「ねぇ、あなた…」妻(つま)が意味深(いみしん)に声をかけてきた。
今までの経験(けいけん)から、これは何かあるなと僕(ぼく)は思った。付き合い始めた頃(ころ)から、いや、付き合う前から妻の性格(せいかく)は変わっていないのだろう。妻は、自分(じぶん)のことは自分で決(き)めないと気がすまないようだ。それに、誰(だれ)が何と言おうと、自分で決めたことは曲(ま)げようとしない。とっても頑固(がんこ)なところがある。
思えば、僕が告白(こくはく)しようとしたときも、プロポーズのときもそうだ。僕が言い出す前に、妻が先手(せんて)を打(う)ってきた。僕がその決意(けつい)をするのに何日もかかっているのに、妻はお構(かま)いなしだ。でも、妻は決して気づかいのできない人ではない。これは言っておかなくては…。
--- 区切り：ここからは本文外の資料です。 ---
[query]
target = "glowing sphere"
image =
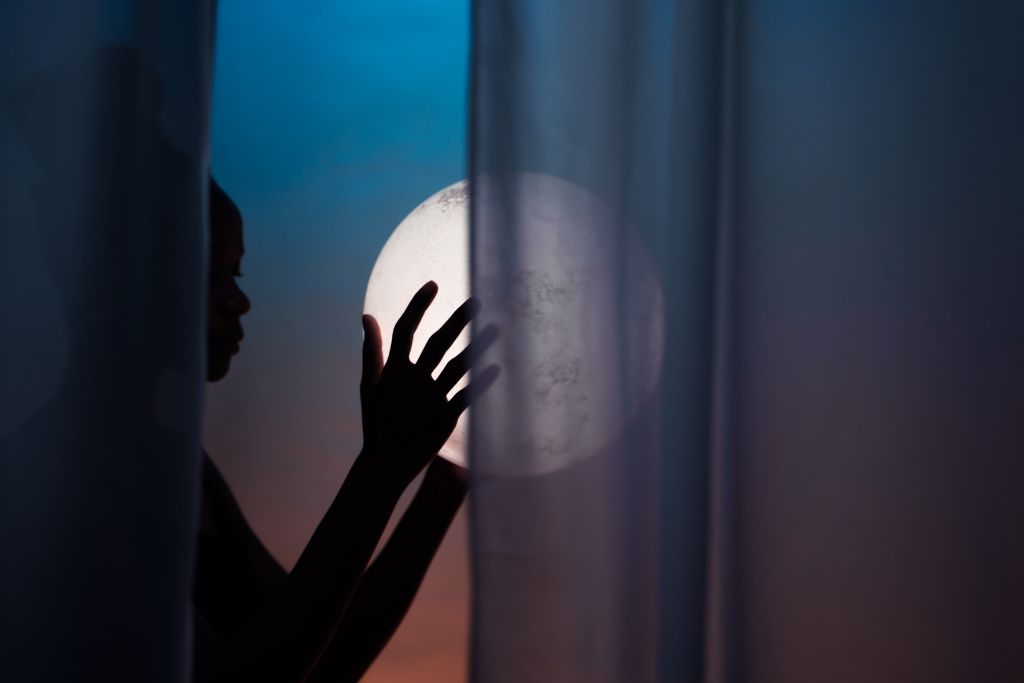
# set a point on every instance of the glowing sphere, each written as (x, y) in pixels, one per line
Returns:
(579, 306)
(432, 243)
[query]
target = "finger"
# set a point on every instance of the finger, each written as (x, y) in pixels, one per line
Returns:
(401, 340)
(441, 341)
(373, 353)
(463, 398)
(459, 366)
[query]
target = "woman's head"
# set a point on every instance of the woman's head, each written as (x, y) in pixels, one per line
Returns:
(226, 302)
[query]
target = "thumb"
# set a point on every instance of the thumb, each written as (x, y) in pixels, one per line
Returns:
(373, 354)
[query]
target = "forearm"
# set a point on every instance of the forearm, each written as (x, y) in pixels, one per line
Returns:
(289, 636)
(390, 584)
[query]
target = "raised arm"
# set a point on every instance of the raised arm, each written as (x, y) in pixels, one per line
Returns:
(407, 419)
(390, 584)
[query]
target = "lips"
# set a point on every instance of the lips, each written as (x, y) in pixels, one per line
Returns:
(229, 342)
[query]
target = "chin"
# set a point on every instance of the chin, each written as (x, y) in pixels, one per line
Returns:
(217, 369)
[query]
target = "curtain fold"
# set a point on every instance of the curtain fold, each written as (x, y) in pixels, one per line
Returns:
(103, 115)
(758, 273)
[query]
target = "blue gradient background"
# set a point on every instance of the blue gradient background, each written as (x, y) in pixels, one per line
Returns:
(331, 121)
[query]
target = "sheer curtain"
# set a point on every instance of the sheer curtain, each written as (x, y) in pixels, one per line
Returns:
(102, 173)
(759, 273)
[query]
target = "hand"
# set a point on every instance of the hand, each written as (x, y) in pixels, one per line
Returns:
(407, 417)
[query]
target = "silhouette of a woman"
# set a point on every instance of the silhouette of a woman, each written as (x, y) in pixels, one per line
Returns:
(331, 615)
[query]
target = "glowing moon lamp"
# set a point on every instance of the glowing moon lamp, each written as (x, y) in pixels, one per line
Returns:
(580, 309)
(432, 243)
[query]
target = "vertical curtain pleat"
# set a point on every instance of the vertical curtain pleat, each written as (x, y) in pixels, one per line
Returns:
(757, 269)
(103, 111)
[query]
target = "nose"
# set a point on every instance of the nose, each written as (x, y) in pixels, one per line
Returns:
(237, 302)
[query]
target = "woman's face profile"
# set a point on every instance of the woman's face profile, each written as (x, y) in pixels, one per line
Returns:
(226, 303)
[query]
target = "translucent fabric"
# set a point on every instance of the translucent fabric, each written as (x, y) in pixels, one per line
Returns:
(758, 269)
(103, 114)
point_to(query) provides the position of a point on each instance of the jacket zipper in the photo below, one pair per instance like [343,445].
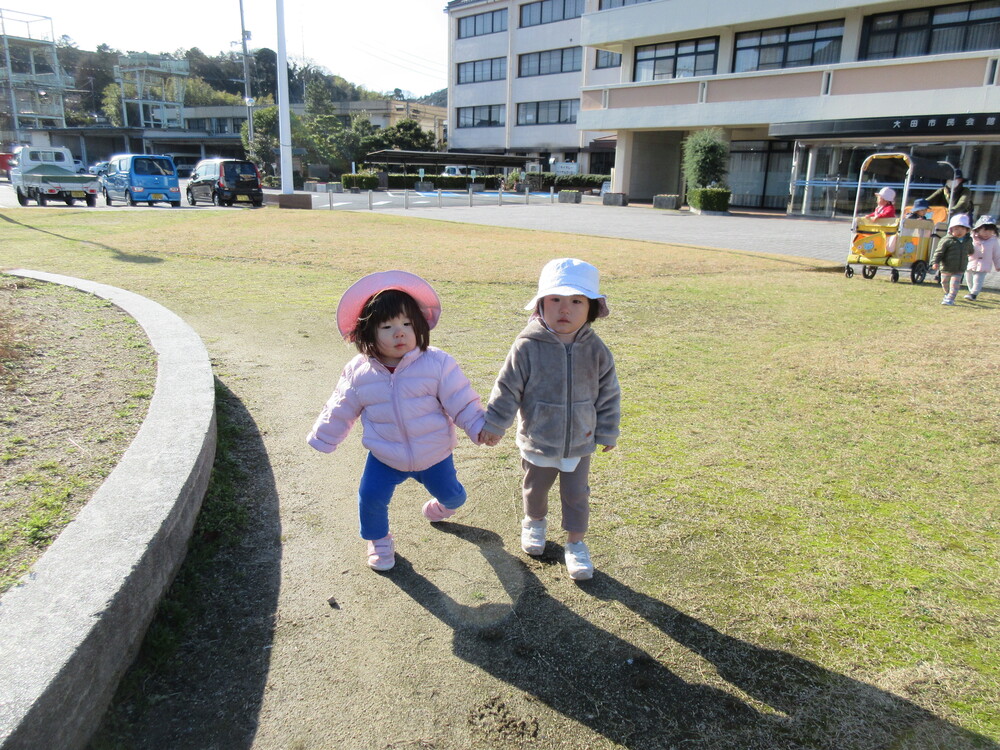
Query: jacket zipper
[569,398]
[399,419]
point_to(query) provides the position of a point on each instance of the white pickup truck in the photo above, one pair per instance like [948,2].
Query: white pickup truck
[44,174]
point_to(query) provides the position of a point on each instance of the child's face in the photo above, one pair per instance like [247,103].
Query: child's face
[394,339]
[565,315]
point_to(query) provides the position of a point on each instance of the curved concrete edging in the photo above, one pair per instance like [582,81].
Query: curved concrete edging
[72,627]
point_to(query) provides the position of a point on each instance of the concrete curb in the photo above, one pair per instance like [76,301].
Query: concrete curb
[73,626]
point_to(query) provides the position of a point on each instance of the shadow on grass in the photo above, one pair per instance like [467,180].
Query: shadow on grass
[198,681]
[606,682]
[119,254]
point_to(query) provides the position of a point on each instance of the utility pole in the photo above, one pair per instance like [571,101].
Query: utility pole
[247,98]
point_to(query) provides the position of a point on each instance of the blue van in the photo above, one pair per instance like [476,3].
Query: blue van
[141,178]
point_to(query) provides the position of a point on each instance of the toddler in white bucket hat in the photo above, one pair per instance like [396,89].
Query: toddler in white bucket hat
[559,382]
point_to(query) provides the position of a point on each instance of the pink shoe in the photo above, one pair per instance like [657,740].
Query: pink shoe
[382,553]
[434,511]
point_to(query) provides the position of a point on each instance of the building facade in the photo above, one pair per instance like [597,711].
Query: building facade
[514,80]
[32,85]
[804,91]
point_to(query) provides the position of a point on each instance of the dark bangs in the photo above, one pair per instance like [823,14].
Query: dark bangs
[384,306]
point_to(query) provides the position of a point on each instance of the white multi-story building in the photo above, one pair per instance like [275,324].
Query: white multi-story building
[515,74]
[804,90]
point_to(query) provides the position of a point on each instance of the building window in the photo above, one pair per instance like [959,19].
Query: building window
[486,116]
[476,71]
[932,31]
[789,46]
[607,59]
[692,57]
[558,112]
[550,61]
[483,23]
[548,11]
[605,4]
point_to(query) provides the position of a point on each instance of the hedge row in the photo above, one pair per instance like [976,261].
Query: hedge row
[709,199]
[409,181]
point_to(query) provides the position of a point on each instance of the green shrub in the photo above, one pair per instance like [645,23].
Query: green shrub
[362,180]
[706,158]
[709,199]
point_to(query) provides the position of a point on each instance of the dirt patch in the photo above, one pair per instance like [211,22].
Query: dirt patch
[73,393]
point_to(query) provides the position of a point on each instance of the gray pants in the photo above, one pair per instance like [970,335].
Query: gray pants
[574,491]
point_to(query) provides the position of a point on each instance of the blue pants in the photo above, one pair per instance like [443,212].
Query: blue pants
[379,482]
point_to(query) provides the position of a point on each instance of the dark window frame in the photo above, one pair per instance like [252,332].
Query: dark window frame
[610,60]
[540,113]
[916,27]
[481,24]
[653,56]
[473,117]
[782,46]
[549,11]
[568,56]
[497,70]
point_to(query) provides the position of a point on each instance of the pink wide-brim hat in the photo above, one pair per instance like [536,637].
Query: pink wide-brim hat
[354,299]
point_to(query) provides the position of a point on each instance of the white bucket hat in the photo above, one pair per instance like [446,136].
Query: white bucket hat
[569,276]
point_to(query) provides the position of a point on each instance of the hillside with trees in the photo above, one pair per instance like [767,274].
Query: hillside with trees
[218,80]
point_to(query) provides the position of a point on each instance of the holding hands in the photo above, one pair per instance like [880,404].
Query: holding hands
[489,438]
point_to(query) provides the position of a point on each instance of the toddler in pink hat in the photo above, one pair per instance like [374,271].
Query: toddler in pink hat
[409,396]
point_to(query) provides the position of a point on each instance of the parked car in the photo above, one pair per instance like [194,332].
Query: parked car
[141,178]
[225,181]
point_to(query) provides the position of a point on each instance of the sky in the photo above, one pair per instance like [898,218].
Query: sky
[379,44]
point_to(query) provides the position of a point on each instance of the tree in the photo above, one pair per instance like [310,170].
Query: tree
[407,135]
[706,158]
[198,93]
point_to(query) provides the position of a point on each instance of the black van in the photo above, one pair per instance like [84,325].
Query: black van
[225,181]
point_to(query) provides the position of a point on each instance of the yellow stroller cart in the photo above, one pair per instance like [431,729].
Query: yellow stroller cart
[898,243]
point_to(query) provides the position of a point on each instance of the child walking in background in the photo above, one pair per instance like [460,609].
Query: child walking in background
[952,255]
[559,381]
[985,255]
[409,395]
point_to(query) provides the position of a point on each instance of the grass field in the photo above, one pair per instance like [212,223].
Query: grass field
[808,462]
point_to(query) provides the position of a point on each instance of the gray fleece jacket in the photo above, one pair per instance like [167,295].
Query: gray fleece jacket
[566,398]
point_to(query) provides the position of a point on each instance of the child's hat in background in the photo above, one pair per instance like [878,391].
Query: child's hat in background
[566,277]
[354,299]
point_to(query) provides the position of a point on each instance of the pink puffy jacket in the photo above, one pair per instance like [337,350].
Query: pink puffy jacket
[986,255]
[408,416]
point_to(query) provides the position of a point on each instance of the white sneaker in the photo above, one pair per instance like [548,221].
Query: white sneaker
[533,536]
[578,563]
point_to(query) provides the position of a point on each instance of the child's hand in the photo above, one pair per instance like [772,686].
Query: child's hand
[489,438]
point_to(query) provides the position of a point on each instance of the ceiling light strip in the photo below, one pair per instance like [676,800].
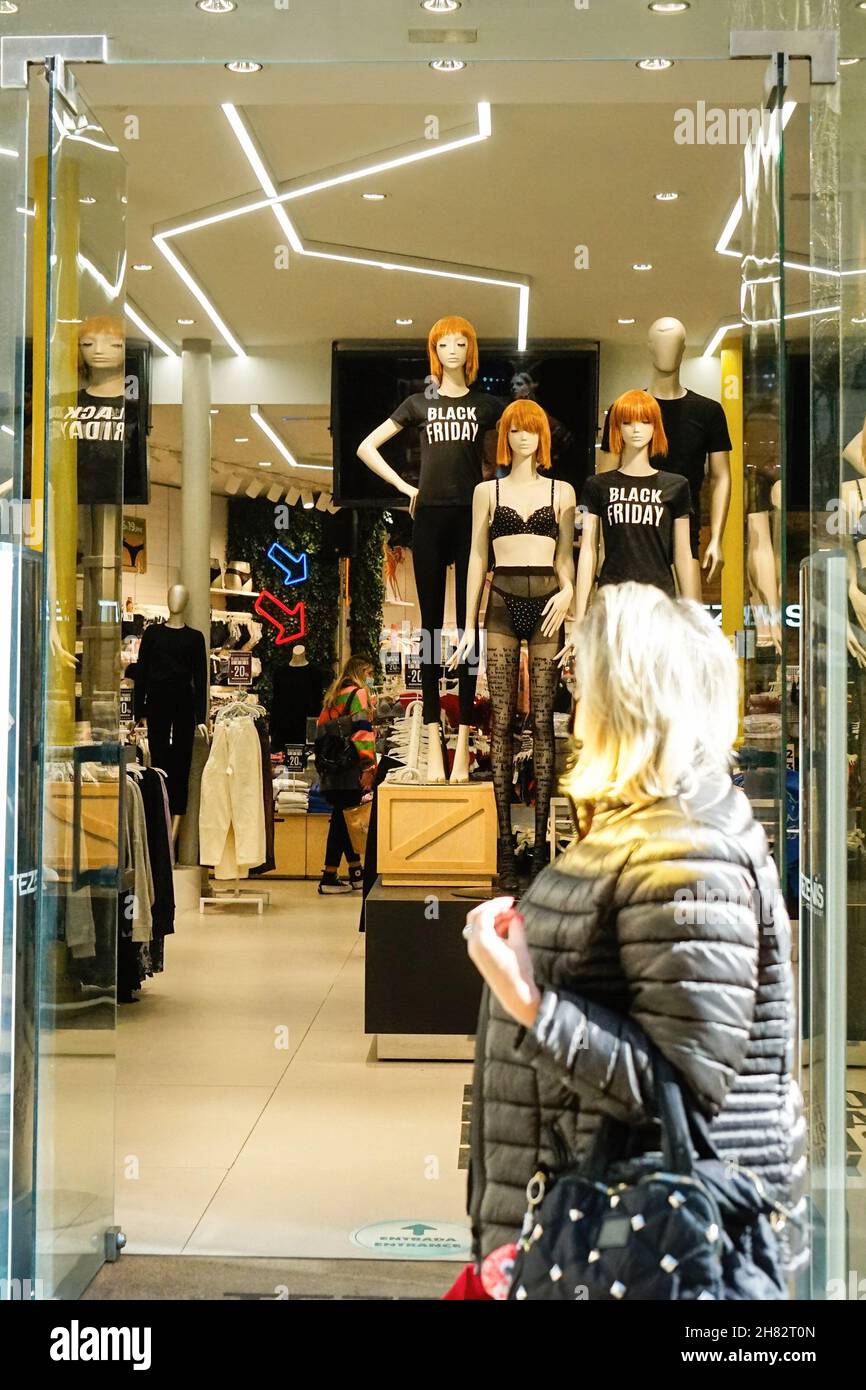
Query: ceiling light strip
[182,270]
[138,319]
[280,444]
妻は微笑(ほほえ)みながら、「今日は休(やす)みでしょ。一緒(いっしょ)に出かけない?」
そんなことを言ってくるのは、何か久(ひさ)しぶりって感じだ。でも、これは夫婦関係(ふうふかんけい)が冷(ひ)えきっているとかじゃない。僕たちは、一人でいる時間も大切(たいせつ)にしようと話し合っていた。
僕は、「ああ…。もちろん、いいけど…。で…、どこへ行くんだい?」
妻は僕の返事(へんじ)を待ってはくれない。妻が口にしたことに変更(へんこう)はないのだ。妻は僕の質問(しつもん)など耳(みみ)に入らないようだ。すでに、そそくさと鏡(かがみ)の前に座(すわ)っていた。僕はいつものことながら、妻の行動の早さに感心するばかり…。
さて、今日は何が起(お)こるのか…。ドキドキの休日が始まった。
<つぶやき>やっぱり、何年たっても夫婦にはドキドキが必要(ひつよう)なんじゃないでしょうか?